University of Groningen, University Medical Centre, Department of Cardiology, Hanzeplein 1, Groningen, the Netherlands.
Faculty of health sciences, Linköping University, Sweden.
Eur J Heart Fail. 2015 Dec;17(12):1271-82. doi: 10.1002/ejhf.407. Epub 2015 Oct 14.
Traditionally, risk stratification in heart failure (HF) emphasizes assessment of high risk. We aimed to determine if biomarkers could identify patients with HF at low risk for death or HF rehospitalization.
This analysis was a substudy of The Coordinating Study Evaluating Outcomes of Advising and Counselling in Heart Failure (COACH) trial. Enrolment of HF patients occurred before discharge. We defined low risk as the absence of death and/or HF rehospitalizations at 180 days. We tested a diverse group of 29 biomarkers on top of a clinical risk model, with and without N-terminal pro-B-type natriuretic peptide (NT-proBNP), and defined the low risk biomarker cut-off at the 10th percentile associated with high positive predictive value. The best performing biomarkers together with NT-proBNP and cardiac troponin I (cTnI) were re-evaluated in a validation cohort of 285 HF patients. Of 592 eligible COACH patients, the mean (± SD) age was 71 (± 11) years and median (IQR) NT-proBNP was 2521 (1301-5634) pg/mL. Logistic regression analysis showed that only galectin-3, fully adjusted, was significantly associated with the absence of events at 180 days (OR 8.1, 95% confidence interval 1.06-50.0, P = 0.039). Galectin-3, showed incremental value when added to the clinical risk model without NT-proBNP (increase in area under the curve from 0.712 to 0.745, P = 0.04).
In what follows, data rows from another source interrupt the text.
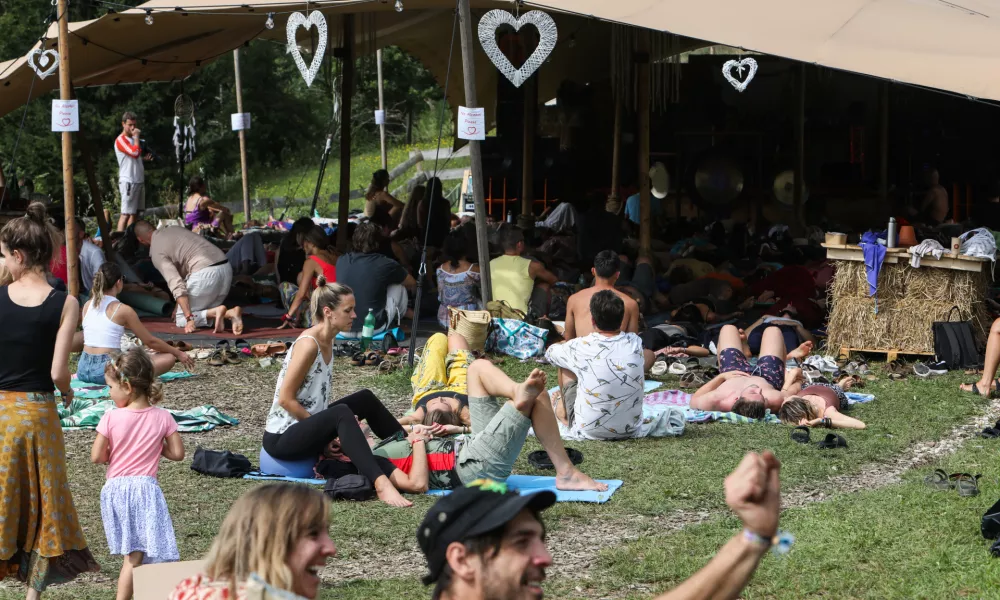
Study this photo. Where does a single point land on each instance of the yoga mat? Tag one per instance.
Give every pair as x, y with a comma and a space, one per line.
147, 304
529, 484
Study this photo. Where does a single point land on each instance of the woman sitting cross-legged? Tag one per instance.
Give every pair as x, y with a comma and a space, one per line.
104, 321
303, 422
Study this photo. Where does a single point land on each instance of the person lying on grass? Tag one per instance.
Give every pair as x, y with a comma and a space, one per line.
272, 544
486, 542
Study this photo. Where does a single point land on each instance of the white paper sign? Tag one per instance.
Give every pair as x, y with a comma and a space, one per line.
65, 115
471, 123
240, 121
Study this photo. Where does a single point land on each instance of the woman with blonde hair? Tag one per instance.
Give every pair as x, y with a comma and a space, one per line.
275, 537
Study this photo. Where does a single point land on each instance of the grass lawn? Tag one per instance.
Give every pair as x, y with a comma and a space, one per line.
897, 541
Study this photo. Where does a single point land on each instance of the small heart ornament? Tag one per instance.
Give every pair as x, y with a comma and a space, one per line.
315, 19
739, 65
43, 63
547, 37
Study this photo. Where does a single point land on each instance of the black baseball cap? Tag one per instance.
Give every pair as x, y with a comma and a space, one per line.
478, 508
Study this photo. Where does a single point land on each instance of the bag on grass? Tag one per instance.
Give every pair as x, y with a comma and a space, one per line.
220, 463
954, 343
516, 338
349, 487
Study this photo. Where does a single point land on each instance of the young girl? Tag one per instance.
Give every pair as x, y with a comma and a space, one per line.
130, 439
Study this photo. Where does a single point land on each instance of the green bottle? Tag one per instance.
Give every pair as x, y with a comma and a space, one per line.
368, 330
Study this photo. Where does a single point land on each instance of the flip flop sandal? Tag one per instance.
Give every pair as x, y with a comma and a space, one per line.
966, 484
540, 458
217, 359
800, 434
831, 441
938, 480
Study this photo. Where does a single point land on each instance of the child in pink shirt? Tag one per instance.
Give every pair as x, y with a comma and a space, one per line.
131, 438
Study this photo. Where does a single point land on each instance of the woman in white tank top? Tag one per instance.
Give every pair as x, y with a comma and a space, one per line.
104, 321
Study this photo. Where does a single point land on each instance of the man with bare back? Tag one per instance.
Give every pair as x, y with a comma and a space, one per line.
740, 388
579, 322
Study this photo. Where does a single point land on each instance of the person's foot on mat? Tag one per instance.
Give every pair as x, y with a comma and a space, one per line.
529, 389
390, 495
801, 352
577, 480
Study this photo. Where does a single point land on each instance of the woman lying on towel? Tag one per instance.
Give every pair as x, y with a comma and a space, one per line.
303, 422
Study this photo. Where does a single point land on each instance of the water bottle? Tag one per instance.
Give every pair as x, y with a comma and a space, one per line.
368, 330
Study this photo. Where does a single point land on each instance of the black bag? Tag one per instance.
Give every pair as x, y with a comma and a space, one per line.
349, 487
954, 343
220, 463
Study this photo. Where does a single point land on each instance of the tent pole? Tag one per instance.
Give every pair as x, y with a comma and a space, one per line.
69, 196
346, 92
527, 219
616, 149
642, 76
800, 149
243, 137
381, 107
475, 152
883, 141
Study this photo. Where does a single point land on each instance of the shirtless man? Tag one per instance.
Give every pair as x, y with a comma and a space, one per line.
579, 322
740, 388
934, 207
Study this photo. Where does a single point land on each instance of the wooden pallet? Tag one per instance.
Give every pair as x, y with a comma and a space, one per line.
890, 355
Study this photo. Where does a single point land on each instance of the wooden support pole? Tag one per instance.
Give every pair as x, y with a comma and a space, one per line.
381, 107
243, 137
527, 220
642, 80
69, 196
346, 92
475, 152
616, 150
800, 149
883, 140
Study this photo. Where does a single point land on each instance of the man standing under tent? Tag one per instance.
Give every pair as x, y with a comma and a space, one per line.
131, 172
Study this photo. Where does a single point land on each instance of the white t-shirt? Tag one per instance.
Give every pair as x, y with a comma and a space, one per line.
610, 379
130, 167
91, 259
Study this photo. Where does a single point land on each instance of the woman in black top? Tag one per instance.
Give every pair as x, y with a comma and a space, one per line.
40, 536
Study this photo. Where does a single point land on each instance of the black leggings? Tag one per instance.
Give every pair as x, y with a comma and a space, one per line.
308, 438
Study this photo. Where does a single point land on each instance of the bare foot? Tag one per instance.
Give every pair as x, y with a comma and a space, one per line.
236, 314
529, 389
577, 480
801, 352
390, 495
219, 314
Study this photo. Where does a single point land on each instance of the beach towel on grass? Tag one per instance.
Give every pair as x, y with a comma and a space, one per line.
92, 391
86, 414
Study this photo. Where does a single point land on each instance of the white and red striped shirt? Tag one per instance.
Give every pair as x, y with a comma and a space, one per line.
130, 167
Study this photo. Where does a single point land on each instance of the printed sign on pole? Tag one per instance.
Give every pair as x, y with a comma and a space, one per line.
471, 123
65, 115
240, 121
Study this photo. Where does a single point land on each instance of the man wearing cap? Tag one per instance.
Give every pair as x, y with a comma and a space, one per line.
486, 542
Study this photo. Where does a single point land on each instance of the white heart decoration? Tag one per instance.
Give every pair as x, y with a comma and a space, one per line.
547, 37
43, 63
739, 65
296, 20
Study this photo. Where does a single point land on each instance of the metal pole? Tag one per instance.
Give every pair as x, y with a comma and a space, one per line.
381, 107
346, 92
475, 152
243, 137
69, 197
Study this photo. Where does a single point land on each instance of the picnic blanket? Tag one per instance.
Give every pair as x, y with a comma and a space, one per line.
86, 414
92, 391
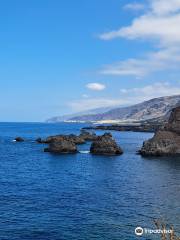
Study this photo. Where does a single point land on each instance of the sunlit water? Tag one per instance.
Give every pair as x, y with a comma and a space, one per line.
64, 197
However, no biomarker showed significant improvement by net reclassification improvement on top of the clinical risk model, with or without NT-proBNP. We confirmed our results regarding galectin-3, NT-proBNP, and cTnI in the independent validation cohort.
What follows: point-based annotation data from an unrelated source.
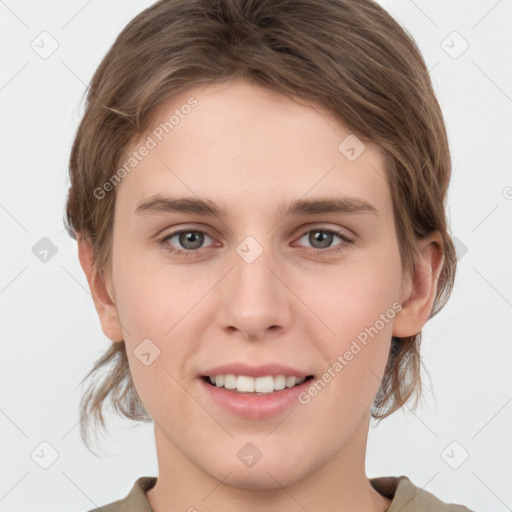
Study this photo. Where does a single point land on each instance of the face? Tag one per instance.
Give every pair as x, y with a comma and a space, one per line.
311, 291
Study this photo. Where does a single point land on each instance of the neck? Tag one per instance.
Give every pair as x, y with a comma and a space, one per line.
338, 485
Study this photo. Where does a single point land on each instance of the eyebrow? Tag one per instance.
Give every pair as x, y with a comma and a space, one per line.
347, 205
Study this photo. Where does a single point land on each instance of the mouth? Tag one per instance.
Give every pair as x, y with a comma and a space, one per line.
255, 386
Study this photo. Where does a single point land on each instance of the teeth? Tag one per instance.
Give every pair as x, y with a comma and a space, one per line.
246, 384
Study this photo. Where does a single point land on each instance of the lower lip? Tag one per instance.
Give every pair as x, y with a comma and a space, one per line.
255, 407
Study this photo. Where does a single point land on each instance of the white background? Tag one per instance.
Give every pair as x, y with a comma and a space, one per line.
50, 334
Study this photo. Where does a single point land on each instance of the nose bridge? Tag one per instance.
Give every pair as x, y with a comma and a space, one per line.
255, 299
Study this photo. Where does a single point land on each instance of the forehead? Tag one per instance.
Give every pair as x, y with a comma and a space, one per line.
241, 144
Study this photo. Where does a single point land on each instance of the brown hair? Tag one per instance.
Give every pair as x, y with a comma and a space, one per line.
349, 56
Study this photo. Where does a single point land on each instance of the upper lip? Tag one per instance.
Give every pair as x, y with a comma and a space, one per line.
255, 371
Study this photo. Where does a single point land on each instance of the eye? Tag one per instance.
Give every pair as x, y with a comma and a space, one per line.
321, 239
190, 239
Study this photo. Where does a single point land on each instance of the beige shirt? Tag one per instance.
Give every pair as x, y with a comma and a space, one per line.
405, 496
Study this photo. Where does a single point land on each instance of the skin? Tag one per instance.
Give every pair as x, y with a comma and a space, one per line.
250, 149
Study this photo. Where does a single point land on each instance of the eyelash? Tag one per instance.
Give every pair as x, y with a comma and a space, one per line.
317, 252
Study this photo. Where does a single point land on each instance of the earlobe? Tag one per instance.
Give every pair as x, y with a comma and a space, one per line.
103, 302
422, 287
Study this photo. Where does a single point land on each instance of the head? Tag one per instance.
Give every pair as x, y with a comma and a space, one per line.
267, 97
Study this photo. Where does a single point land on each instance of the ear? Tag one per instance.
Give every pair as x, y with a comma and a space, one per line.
419, 290
105, 306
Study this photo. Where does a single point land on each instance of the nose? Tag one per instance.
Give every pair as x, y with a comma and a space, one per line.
255, 303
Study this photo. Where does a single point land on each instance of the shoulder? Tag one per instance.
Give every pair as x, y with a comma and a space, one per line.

We describe the value of various biomarkers to define low risk, and demonstrate that galectin-3 identifies HF patients at (very) low risk for 30-day and 180-day mortality and HF rehospitalizations after an episode of acute HF. Such patients might be safely discharged.
传统上,心力衰竭(HF)的风险分层强调高危评估。我们旨在确定生物标志物是否可以识别 HF 死亡或 HF 再入院风险低的患者。
本分析是心力衰竭协调研究评估咨询结果(COACH)试验的子研究。HF 患者在出院前入组。我们将低危定义为 180 天内无死亡和/或 HF 再入院。我们在临床风险模型之上测试了一组多样化的 29 种生物标志物,包括和不包括 N 末端 B 型利钠肽前体(NT-proBNP),并将与高阳性预测值相关的第 10 个百分位数的低危生物标志物截止值定义为。与 NT-proBNP 和心肌肌钙蛋白 I(cTnI)一起表现最佳的生物标志物在 285 例 HF 患者的验证队列中进行了重新评估。在 592 例符合条件的 COACH 患者中,平均(±标准差)年龄为 71(±11)岁,中位数(IQR)NT-proBNP 为 2521(1301-5634)pg/mL。逻辑回归分析表明,只有半乳糖凝集素-3,完全调整后,与 180 天无事件显著相关(OR 8.1,95%置信区间 1.06-50.0,P=0.039)。半乳糖凝集素-3,当添加到没有 NT-proBNP 的临床风险模型时,显示出增量价值(曲线下面积从 0.712 增加到 0.745,P=0.04)。然而,无论是否存在 NT-proBNP,没有生物标志物在临床风险模型的基础上通过净重新分类改善显示出显著改善。我们在独立的验证队列中证实了我们对半乳糖凝集素-3、NT-proBNP 和 cTnI 的结果。
我们描述了各种生物标志物定义低危的价值,并证明半乳糖凝集素-3 可识别 HF 患者在急性 HF 发作后 30 天和 180 天的死亡率和 HF 再入院风险非常低。这些患者可能可以安全出院。